Ablation studies and hyperparameter analysis
Most of the comments received concerned the need for an ablation study. First, we contrasted our model with and without the Sub-Rotation Network, as shown in the Table below, utilizing the commonly used jumpingjacks dataset. These results show that Sub-Rot Network is crucial to obtaining SOTA PSNR. With Sub-Rot Network, we obtain approximately 0.5 PSNR crucial to obtain the reconstruction of small elements (like human fingers in the jumpingjacks dataset).
| batch = 4 | batch = 4 | batch = 8 | batch = 8 | |
|---|---|---|---|---|
| Sub-Rot Network | with | without | with | without |
| PSNR | 40.42 | 39.98 | 41.65 | 41.27 |
| Training time [h] | 1:18 | 1:12 | 2:08 | 1:45 |
| Rendering time [fps] | 175 | 186 | 190 | 259 |
We also present how the size of the network influences training time and render speed in the next Table utilizing the commonly used jumpingjacks dataset. These results show that deformable networks and Sub-Rot Networks are not costly in terms of rendering time, resulting in real-time rendering. In practice, batch size has a higher impact than deformation network depth.
| Deformation network depth (numbers of layers) | 4 | 6 | 8 | 10 |
|---|---|---|---|---|
| Batch: | 4 | 4 | 4 | 4 |
| PSNR | 40.91 | 40.75 | 40.42 | 40.26 |
| Training time [h] | 1:21 | 1:22 | 1:18 | 1:31 |
| Render time [fps] | 138 | 167 | 175 | 144 |
| Batch: | 8 | 8 | 8 | 8 |
| PSNR | 41.86 | 42.01 | 41.65 | 41.37 |
| Training time[h] | 2:00 | 1:58 | 2:08 | 2:07 |
| Render speed(fps) | 227 | 221 | 190 | 192 |
The following Table presents the training time and storage cost, as well as the FPS for rendering for each dataset. These results suggest that our model is memory efficient and that the time required to train it is minimal. We performed the experiments for batches 4 and 8 to show the effect of batch size. In all cases, storage costs decreased, and performance improved with a trade-off of increased training time.

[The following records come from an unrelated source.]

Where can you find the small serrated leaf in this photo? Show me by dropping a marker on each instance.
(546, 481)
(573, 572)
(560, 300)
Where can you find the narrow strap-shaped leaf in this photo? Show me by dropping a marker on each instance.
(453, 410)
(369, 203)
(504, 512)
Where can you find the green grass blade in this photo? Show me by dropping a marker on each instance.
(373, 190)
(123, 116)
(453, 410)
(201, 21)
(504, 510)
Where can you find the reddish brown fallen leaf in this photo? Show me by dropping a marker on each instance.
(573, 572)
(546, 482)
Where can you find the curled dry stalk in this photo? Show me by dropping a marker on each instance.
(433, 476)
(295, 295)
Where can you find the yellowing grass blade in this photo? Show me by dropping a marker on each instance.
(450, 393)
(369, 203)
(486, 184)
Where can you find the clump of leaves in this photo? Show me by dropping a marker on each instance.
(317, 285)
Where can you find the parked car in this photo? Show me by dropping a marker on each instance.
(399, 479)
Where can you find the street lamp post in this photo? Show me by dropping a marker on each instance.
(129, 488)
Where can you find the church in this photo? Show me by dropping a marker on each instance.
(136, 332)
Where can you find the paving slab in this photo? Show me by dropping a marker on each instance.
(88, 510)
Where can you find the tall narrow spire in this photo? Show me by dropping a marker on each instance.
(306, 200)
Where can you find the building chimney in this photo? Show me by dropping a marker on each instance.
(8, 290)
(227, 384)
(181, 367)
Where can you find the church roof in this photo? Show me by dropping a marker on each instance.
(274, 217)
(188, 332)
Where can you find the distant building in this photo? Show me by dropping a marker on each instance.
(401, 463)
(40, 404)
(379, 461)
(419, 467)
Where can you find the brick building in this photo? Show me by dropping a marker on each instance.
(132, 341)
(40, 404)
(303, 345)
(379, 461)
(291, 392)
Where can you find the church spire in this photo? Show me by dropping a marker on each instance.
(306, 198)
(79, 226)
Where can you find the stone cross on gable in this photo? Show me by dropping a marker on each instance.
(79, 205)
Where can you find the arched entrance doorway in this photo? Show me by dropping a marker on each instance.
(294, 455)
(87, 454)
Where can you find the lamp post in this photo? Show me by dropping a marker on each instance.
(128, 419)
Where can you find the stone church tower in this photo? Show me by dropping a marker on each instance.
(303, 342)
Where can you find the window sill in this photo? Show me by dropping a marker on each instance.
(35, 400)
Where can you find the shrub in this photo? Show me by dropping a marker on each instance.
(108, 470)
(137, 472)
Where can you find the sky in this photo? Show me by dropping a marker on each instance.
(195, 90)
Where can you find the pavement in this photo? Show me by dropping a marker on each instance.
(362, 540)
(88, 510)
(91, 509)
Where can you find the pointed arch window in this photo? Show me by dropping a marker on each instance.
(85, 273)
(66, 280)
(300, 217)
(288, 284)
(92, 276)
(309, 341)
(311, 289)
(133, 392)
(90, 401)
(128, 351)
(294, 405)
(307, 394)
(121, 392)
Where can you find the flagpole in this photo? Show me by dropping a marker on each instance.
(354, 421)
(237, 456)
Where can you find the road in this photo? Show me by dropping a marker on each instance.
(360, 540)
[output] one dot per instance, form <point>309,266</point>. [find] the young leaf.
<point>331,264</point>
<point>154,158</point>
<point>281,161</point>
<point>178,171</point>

| Dataset: | Hook | Jumpin | Trex | Bounce | Hell | Mutant | Standup |
|---|---|---|---|---|---|---|---|
| Batch: | 4 | 4 | 4 | 4 | 4 | 4 | 4 |
| PSNR | 37.77 | 40.42 | 39.56 | 40.63 | 41.44 | 43.38 | 46.07 |
| Time 1st stage | 00:02:48 | 00:02:22 | 00:02:41 | 00:03:12 | 00:02:27 | 00:03:46 | 00:03:17 |
| Time 2nd stage | 1:40:15 | 1:16:18 | 2:14:09 | 1:43:08 | 1:01:27 | 1:48:49 | 1:19:32 |
| Storage cost | 76MB | 53.5MB | 122MB | 131MB | 27MB | 73MB | 43MB |
| Rendering time (fps) | 138 | 175 | 90 | 123 | 185 | 138 | 169 |
| Batch: | 8 | 8 | 8 | 8 | 8 | 8 | 8 |
| PSNR | 38.07 | 41.65 | 40.74 | 40.55 | 41.59 | 44.40 | 47.22 |
| Time 1st stage [h] | 00:05:30 | 0:05:17 | 00:05:38 | 00:05:16 | 00:04:28 | 00:05:51 | 00:05:56 |
| Time 2nd stage [h] | 2:27:08 | 2:03:25 | 2:42:22 | 2:40:30 | 1:43:33 | 2:18:43 | 2:12:12 |
| Storage cost | 32MB | 24MB | 51MB | 80MB | 16MB | 28MB | 20MB |
| Rendering time(fps) | 192 | 190 | 143 | 153 | 205 | 188 | 194 |
Related Works
Another repeated feedback concerned extending the body of referenced prior works. In line with this feedback, we will reorganize and extend the literature review to include the suggested related works and make it more complete. We are also keen to acknowledge that these additional papers present lower scores than SG-CS and D-Miso. Moreover, we reckon that our D-Miso model has a stronger ability to edit dynamic scenes.
This paper introduces a Dynamic Gaussian Splatting representation that enables easier object shape editing at test time. There is an overall consensus among reviewers that this is an interesting submission and should be accepted (2x Borderline Accept, 1x Weak Accept, and 1x Accept). Therefore, I recommend acceptance.
For the camera-ready version, please polish the paper to make it more reader-friendly and include the new experiments and discussions.